Namun perjalanan perempuan-perempuan Bougenville ternyata baru dimulai.

Perubahan besar berikutnya datang ketika Kelompok Wanita Tani Bougenville bertemu dengan Pertamina EP Limau Field yang merupakan bagian dari PT Pertamina Hulu Rokan (PHR) Zona 4.

Bagi perusahaan energi tersebut, keberhasilan operasi migas bukan hanya soal produksi minyak dan gas.

Keberadaan perusahaan juga harus memberi dampak nyata bagi masyarakat sekitar.

Melalui program Pertanian Sehat Ramah Lingkungan dan Berkelanjutan atau Niat Mila, Pertamina memberikan pendampingan kepada kelompok perempuan di Patih Galung itu.

Pendampingan tersebut membuka jalan baru bagi KWT Bougenville.

Mereka mendapat pelatihan pertanian organik, bantuan sarana pertanian, hingga pembinaan pengembangan usaha.

Bagi sebagian anggota kelompok, pengalaman itu menjadi sesuatu yang benar-benar baru.

Mereka mulai belajar membuat pupuk organik. Belajar mengelola tanaman secara sehat. Belajar memahami kualitas hasil panen.

Perempuan-perempuan yang sebelumnya tidak pernah membayangkan diri mereka sebagai petani kini mulai berbicara tentang kompos, nutrisi tanah, hingga pemasaran hasil pertanian.

Perubahan itu terjadi perlahan, tetapi nyata.

Ketika Migas dan Masyarakat Tumbuh Bersama

Manager Community Involvement and Development (CID) PT Pertamina Hulu Rokan (PHR), Iwan Ridwan Faizal, mengatakan program pemberdayaan masyarakat menjadi bagian penting dalam membangun hubungan perusahaan dengan lingkungan sekitar.

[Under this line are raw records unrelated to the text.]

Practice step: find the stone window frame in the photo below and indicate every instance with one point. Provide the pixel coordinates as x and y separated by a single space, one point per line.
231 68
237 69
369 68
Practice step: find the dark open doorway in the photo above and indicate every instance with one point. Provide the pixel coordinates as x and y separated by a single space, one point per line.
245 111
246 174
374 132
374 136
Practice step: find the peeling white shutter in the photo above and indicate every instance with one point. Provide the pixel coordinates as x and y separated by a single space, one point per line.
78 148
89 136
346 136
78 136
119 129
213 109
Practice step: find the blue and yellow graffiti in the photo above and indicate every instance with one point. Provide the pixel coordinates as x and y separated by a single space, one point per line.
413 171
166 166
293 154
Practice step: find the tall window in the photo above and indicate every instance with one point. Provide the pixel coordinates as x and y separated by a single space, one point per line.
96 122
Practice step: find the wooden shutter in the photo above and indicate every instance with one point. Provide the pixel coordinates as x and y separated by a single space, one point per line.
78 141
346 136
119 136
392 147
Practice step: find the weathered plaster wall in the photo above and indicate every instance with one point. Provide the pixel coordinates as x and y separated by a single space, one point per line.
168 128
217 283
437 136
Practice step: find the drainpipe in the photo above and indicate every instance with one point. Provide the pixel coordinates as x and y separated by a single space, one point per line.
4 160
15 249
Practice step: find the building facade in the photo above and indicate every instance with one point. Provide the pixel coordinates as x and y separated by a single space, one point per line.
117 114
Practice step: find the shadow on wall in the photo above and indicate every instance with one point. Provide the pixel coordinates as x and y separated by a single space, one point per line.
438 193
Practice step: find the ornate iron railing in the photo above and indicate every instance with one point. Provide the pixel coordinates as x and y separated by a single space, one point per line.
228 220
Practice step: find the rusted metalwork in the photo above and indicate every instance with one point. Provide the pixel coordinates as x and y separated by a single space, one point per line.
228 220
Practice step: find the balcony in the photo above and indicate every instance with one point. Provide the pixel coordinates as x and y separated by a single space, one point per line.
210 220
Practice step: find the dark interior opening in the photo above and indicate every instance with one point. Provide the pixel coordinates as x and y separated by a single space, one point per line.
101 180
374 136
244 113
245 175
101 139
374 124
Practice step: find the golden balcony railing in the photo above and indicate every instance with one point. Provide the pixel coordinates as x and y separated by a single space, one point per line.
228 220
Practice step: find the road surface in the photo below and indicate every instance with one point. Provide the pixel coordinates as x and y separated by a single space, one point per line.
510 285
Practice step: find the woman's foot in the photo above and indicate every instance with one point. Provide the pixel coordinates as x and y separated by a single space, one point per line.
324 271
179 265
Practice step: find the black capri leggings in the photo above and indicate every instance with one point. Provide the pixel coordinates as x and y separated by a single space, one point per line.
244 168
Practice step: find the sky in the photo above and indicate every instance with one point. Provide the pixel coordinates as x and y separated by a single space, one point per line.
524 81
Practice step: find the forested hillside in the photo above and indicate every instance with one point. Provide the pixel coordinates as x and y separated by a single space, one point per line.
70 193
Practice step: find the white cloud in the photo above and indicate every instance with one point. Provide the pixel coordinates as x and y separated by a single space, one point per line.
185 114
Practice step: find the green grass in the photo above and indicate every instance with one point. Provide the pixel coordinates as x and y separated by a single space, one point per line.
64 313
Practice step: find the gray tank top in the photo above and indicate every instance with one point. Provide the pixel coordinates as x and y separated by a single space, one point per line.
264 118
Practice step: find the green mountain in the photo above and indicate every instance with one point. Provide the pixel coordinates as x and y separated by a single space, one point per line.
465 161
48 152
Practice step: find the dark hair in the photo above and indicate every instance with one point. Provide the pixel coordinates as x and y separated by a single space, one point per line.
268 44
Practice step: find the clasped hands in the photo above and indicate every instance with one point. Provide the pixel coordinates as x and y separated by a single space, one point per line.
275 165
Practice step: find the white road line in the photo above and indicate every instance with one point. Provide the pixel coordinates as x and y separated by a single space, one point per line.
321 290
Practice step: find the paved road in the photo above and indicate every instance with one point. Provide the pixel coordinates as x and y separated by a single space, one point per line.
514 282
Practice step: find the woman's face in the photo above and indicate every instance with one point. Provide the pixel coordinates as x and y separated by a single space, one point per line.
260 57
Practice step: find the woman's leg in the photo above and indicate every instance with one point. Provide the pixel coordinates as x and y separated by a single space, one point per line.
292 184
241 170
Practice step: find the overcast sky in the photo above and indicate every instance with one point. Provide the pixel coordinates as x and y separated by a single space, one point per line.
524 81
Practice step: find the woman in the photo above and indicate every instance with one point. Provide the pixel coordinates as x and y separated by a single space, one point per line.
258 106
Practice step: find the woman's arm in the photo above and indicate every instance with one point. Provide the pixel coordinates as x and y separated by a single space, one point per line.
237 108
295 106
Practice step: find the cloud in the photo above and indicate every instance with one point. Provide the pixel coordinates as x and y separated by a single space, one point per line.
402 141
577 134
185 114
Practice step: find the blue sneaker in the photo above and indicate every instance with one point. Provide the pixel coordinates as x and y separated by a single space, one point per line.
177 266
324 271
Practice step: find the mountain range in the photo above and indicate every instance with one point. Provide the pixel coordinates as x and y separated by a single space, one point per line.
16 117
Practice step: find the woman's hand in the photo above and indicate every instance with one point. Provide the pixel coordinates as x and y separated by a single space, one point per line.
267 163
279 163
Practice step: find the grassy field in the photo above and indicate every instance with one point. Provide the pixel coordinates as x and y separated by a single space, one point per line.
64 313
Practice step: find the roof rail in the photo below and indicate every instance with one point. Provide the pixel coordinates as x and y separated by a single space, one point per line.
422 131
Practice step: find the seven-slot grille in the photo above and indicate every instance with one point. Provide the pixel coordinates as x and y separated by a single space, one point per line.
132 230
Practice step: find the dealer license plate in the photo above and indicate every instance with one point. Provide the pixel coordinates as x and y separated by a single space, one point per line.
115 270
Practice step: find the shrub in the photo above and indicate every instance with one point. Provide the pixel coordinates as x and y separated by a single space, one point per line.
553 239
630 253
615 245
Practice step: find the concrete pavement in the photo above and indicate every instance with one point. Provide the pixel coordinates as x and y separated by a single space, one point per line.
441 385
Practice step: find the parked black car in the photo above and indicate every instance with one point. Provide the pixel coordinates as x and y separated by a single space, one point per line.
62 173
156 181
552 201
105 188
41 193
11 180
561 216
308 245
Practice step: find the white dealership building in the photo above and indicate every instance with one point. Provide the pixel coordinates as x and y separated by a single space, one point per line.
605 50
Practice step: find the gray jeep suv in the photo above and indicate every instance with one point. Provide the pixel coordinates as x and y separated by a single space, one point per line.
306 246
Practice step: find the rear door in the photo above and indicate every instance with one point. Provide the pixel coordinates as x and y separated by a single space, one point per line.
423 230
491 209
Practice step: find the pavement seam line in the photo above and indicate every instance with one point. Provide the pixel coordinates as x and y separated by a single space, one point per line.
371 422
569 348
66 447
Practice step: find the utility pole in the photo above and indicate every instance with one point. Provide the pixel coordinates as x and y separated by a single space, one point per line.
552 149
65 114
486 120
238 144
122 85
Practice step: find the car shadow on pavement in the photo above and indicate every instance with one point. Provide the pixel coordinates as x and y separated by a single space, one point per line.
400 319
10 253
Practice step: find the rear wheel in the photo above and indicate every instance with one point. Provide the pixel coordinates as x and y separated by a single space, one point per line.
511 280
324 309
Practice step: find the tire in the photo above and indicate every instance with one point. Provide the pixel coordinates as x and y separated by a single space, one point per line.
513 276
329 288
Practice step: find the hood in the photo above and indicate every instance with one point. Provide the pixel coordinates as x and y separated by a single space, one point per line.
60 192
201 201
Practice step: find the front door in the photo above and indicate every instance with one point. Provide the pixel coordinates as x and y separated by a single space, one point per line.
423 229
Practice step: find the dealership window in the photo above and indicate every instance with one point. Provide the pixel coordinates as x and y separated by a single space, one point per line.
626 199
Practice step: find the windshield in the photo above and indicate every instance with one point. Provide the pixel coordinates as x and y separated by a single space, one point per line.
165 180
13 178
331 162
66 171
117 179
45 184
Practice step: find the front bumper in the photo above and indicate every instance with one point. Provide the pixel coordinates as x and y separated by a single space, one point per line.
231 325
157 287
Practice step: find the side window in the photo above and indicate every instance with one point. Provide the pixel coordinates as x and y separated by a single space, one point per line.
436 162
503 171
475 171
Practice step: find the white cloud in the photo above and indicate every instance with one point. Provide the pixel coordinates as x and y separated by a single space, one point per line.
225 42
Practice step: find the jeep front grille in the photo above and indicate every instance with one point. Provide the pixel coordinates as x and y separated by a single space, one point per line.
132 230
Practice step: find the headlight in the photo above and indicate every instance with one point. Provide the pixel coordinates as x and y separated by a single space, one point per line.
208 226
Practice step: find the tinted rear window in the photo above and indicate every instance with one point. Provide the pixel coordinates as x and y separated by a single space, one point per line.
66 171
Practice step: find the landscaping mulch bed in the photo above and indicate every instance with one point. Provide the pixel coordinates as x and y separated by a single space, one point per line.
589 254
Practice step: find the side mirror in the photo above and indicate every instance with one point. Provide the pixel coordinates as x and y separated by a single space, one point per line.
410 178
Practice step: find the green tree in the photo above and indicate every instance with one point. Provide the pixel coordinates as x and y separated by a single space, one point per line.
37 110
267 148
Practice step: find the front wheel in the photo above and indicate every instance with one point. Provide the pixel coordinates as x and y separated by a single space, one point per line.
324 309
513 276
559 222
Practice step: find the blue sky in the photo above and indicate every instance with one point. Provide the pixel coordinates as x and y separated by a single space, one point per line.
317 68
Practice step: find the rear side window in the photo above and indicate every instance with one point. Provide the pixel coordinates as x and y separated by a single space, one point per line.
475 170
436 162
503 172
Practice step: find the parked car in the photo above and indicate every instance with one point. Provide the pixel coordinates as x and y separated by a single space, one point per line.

“Kami ingin memastikan keberadaan perusahaan dapat memberikan manfaat nyata bagi masyarakat melalui program yang berkelanjutan,” ujarnya.

Sementara itu, Field Manager Limau Field, Abdul Rachman Para Buana, menilai keberhasilan operasi migas harus berjalan seiring dengan kesejahteraan masyarakat.

“Keberhasilan operasi migas harus berjalan seiring dengan peningkatan kesejahteraan masyarakat,” katanya.

Pendampingan tersebut perlahan mengubah pola pikir perempuan-perempuan Bougenville.

Mereka mulai menyadari bahwa kebun kecil mereka bukan sekadar tempat menanam sayur.

Tempat itu memiliki potensi ekonomi.

Suatu siang di rumah produksi sederhana milik kelompok, aroma jahe dan serai memenuhi ruangan.

Beberapa ibu tampak sibuk memotong bahan herbal. Sebagian lain mengaduk cairan panas di atas kompor besar.

Tangan-tangan yang dulu hanya mengenal aktivitas rumah tangga kini mulai menghasilkan berbagai produk olahan.

Mereka tidak lagi sekadar menanam dan memanen.

Mereka mulai menciptakan nilai tambah.

Dari kebun Bougenville lahirlah berbagai minuman herbal dan produk kesehatan.

Ada Serjale berbahan serai, jahe, dan lemon.

Ada Kunwak yang dibuat dari kunyit dan temulawak.

Ada pula Verranas berbahan aloe vera dan nanas.

Dan masih banyak produk lainnya.

Kini sedikitnya 18 produk berhasil dihasilkan dan dipasarkan oleh kelompok tersebut.

Bagi perempuan-perempuan Bougenville, proses belajar itu tidak mudah.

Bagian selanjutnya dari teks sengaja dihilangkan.